"Look, anything I say right now — I'm not the president — everything is a suggestion, no matter what you say, it's a suggestion. I feel strongly that we have to do something about — when you look at radical Islamic terrorism, we have a president, as you folks know very well, we have a president who won't even use the term for the World Trade Center, he won't use the term. And we have to do something, and you're not going to do something until you know what the problem is."Why I like that "suggestions" business:
1. Even if he were already the President (other than in the area of foreign affairs and his duties as Commander in Chief), it is what a President is supposed to do. Article II, Section 3 of the Constitution says: "He shall from time to time give to the Congress information of the state of the union, and recommend to their consideration such measures as he shall judge necessary and expedient...." That sounds like making suggestions to me. It looks like the opposite of those dictatorial tendencies Trump's antagonists purport to see.

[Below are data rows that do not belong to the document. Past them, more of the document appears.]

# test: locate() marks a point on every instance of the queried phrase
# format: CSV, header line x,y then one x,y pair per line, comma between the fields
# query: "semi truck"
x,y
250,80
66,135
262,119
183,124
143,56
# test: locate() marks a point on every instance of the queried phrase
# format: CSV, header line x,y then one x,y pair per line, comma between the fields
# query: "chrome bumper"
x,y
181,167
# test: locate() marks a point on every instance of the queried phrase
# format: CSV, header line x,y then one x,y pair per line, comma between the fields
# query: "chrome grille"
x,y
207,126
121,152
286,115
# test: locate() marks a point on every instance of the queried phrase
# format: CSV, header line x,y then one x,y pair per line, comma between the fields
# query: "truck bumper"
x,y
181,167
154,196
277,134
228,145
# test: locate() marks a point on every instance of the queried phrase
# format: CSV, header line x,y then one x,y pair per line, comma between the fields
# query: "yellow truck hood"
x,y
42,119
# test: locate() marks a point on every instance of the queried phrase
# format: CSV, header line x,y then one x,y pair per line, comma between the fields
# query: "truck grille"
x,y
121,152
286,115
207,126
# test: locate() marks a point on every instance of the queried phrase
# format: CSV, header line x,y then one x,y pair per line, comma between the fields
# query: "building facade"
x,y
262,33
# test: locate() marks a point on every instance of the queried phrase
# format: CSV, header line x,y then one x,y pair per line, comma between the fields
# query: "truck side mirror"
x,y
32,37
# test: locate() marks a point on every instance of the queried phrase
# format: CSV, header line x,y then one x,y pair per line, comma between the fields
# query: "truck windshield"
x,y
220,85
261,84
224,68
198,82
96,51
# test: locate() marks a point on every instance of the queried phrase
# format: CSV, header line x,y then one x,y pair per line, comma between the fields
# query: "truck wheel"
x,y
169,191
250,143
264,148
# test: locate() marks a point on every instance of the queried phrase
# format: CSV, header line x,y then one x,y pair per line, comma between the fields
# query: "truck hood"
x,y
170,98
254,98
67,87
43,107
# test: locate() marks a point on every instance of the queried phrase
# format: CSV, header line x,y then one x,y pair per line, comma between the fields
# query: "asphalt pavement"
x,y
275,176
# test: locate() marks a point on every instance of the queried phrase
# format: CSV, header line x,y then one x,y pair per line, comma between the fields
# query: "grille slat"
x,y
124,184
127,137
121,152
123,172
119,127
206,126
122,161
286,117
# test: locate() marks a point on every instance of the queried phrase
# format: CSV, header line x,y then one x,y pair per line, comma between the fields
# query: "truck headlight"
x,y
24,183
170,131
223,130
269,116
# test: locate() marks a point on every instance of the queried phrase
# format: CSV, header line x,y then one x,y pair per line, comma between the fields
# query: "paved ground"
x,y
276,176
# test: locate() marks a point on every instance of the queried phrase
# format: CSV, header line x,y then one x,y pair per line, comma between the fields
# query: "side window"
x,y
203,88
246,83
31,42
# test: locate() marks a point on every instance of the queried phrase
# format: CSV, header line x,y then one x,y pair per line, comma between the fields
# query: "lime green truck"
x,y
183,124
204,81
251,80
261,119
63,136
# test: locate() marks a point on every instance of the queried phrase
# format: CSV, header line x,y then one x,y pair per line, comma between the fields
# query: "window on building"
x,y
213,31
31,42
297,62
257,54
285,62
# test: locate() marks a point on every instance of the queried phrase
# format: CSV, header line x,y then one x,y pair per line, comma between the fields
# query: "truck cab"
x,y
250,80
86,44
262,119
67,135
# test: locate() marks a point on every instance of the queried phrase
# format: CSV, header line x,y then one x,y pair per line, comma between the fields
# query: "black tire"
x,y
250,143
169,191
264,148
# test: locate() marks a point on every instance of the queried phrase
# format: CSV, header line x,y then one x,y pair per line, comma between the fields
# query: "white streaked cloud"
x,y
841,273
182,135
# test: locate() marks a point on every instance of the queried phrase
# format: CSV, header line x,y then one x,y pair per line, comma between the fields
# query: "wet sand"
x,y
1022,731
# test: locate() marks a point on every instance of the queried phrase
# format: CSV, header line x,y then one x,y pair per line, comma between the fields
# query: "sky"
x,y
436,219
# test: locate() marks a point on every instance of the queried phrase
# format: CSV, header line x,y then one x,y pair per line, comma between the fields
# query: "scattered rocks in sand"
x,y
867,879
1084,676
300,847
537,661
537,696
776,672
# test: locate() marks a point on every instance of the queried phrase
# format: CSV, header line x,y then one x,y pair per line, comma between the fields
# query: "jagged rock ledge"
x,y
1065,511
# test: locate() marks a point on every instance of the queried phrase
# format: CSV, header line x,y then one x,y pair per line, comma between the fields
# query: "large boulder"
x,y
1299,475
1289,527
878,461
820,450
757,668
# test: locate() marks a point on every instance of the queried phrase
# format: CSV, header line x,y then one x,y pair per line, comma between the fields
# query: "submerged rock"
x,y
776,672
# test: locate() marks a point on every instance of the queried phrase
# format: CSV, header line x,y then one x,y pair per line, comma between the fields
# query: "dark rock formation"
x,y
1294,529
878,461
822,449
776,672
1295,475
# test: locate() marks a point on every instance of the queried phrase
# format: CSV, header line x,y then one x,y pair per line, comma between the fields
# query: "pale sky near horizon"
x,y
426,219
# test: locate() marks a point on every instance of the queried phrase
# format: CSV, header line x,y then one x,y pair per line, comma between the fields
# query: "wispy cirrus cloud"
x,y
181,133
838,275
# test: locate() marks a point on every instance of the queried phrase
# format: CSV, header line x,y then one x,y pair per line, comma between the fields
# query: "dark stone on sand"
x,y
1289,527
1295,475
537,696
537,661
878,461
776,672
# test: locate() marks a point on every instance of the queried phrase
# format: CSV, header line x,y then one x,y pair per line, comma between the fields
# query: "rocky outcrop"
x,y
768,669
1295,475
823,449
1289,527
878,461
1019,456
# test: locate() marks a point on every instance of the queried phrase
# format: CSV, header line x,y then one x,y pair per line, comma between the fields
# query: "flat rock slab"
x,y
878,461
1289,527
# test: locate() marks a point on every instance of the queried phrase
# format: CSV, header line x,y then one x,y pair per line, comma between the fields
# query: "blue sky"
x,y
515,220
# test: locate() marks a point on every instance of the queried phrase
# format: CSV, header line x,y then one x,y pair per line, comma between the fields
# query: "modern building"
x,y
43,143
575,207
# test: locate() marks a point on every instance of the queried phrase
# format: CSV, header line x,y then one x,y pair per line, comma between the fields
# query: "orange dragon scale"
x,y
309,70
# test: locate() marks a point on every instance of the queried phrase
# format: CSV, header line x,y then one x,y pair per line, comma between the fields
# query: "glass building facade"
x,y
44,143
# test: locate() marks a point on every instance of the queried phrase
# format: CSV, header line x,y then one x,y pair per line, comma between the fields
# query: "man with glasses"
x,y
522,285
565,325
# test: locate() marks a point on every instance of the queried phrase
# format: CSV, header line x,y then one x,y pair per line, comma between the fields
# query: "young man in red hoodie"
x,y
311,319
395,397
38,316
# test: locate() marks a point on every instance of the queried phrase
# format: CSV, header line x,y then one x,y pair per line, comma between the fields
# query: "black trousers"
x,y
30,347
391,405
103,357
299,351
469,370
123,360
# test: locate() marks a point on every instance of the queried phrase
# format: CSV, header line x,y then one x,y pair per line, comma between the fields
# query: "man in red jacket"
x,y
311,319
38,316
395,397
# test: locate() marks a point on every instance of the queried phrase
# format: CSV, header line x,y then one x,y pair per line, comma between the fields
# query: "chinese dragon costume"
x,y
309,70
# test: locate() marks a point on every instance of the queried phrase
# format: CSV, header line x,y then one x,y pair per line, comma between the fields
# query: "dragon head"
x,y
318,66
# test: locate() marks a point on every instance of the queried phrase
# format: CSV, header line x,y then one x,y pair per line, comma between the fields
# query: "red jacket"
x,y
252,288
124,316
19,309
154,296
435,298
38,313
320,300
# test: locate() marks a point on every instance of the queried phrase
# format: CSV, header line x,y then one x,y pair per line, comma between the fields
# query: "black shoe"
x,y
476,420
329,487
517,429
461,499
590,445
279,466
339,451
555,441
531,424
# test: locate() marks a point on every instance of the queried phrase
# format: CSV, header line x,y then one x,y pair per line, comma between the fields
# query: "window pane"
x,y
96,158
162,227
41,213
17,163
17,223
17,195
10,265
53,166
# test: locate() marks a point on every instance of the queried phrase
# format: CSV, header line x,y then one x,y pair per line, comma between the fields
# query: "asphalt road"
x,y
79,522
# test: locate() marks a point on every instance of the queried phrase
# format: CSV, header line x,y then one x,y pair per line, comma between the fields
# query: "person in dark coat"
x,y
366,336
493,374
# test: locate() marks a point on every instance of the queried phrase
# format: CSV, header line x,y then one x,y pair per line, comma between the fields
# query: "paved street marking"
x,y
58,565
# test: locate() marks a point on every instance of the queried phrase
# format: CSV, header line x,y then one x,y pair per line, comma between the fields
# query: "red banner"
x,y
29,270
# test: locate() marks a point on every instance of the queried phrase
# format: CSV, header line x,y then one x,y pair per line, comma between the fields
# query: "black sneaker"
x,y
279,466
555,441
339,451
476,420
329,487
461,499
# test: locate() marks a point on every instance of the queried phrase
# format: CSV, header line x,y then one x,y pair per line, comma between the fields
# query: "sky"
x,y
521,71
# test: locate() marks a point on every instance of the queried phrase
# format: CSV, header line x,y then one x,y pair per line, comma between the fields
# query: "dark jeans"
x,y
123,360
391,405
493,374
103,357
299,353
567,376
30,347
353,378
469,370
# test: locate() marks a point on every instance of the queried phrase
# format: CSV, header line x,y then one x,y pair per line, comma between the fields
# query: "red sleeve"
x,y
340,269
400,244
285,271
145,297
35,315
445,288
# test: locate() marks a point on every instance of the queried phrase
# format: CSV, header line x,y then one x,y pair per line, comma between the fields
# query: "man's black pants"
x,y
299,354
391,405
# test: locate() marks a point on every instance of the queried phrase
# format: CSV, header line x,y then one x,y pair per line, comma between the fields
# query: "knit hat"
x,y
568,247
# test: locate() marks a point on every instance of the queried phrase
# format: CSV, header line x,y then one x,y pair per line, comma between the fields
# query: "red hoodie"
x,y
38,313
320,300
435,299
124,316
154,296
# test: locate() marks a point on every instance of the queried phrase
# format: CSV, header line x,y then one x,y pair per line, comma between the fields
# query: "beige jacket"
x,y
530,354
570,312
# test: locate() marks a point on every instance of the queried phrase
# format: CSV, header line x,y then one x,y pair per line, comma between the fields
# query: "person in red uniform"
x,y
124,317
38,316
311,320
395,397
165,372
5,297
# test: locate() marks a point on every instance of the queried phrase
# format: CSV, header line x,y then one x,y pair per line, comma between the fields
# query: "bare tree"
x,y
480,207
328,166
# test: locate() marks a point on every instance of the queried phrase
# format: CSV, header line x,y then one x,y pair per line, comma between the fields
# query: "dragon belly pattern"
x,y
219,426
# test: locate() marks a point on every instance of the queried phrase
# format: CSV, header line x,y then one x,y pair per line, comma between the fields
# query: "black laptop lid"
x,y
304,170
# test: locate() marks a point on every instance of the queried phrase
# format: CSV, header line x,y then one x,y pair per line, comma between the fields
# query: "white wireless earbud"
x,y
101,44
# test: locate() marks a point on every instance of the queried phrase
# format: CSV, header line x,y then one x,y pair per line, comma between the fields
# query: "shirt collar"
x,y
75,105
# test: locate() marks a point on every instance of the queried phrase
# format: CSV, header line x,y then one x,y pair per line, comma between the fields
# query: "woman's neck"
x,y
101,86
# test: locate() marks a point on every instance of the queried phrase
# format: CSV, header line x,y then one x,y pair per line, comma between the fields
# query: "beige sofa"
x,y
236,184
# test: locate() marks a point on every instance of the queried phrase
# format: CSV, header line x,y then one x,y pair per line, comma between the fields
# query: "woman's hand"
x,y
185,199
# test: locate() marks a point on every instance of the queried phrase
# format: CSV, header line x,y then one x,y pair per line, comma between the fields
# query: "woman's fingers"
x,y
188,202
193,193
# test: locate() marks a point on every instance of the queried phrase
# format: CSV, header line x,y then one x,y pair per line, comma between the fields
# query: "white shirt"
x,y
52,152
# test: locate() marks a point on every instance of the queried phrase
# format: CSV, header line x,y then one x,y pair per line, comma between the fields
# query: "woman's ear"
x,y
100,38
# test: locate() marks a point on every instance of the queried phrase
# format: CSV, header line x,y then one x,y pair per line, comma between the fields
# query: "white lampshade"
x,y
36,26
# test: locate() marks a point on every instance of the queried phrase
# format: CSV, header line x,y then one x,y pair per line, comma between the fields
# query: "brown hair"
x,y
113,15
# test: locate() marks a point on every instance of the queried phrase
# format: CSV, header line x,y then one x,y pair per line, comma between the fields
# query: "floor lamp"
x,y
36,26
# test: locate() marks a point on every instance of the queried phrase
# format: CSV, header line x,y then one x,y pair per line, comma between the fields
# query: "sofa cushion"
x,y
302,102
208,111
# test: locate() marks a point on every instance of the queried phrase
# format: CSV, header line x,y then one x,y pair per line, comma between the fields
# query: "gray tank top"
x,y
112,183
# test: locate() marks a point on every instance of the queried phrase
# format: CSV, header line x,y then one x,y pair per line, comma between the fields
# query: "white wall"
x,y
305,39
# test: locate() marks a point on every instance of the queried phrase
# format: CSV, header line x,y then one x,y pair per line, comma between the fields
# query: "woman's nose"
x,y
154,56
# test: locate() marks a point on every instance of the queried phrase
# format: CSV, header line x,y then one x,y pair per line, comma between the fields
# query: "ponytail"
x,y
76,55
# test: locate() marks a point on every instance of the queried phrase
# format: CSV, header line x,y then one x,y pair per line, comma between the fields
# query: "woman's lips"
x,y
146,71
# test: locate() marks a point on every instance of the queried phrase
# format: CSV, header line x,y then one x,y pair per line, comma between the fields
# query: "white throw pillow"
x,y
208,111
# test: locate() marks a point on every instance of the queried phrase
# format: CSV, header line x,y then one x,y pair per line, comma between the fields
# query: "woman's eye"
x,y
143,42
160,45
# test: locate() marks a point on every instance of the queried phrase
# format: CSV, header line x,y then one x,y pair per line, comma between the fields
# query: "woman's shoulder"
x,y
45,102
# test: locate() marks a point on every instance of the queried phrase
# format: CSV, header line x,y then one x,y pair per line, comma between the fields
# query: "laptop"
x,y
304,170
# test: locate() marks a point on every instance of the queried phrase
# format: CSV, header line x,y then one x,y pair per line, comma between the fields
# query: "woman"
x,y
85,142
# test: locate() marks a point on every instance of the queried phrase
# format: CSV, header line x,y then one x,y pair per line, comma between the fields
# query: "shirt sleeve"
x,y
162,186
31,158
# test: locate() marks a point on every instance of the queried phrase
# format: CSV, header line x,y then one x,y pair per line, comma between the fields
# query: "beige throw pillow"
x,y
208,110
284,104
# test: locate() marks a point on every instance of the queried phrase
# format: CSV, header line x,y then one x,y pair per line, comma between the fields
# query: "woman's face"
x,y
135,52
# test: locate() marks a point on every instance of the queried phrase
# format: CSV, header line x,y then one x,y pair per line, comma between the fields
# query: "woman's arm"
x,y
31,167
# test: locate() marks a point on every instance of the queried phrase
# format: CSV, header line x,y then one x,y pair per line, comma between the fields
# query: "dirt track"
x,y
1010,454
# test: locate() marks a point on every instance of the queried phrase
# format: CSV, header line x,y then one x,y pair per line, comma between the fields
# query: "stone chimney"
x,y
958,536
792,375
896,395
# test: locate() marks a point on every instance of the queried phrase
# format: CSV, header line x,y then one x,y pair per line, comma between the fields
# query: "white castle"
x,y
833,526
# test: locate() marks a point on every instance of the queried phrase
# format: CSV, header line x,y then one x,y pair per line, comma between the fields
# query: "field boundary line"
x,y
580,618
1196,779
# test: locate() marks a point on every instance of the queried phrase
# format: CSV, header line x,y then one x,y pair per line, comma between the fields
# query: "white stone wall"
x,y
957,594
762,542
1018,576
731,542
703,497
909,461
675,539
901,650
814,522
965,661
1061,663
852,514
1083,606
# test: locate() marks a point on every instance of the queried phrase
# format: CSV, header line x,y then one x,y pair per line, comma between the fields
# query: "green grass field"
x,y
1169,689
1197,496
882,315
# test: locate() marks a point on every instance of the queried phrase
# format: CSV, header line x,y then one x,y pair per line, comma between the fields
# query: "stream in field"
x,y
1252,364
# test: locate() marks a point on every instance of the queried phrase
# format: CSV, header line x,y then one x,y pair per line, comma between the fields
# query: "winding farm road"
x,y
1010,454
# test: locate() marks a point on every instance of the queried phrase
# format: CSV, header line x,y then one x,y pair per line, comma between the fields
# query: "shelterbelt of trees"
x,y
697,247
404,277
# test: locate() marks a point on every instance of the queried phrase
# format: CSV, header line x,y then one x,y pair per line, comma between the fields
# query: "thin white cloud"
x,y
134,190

2. It is a complete distortion to characterize the vote for the candidate as a referendum on all the policies he or she has talked about during the election season. In the end, we're forced to vote for someone, but the vote only means that we think this person is better than the other one, and it's unfair to interpret the vote to mean we want all of those policies. For example, I voted for Obama over McCain in 2008 mainly because I thought he was better suited to handle the financial crisis. I did not enjoy seeing his victory portrayed as a mandate for health insurance reform.
3. Presidents do — and should — adjust their thinking as the context changes and new information becomes available. You don't want the President wedded to a bunch of policy pledges that were based on how things looked when he was running for office (including the now-irrelevant pressure to get elected).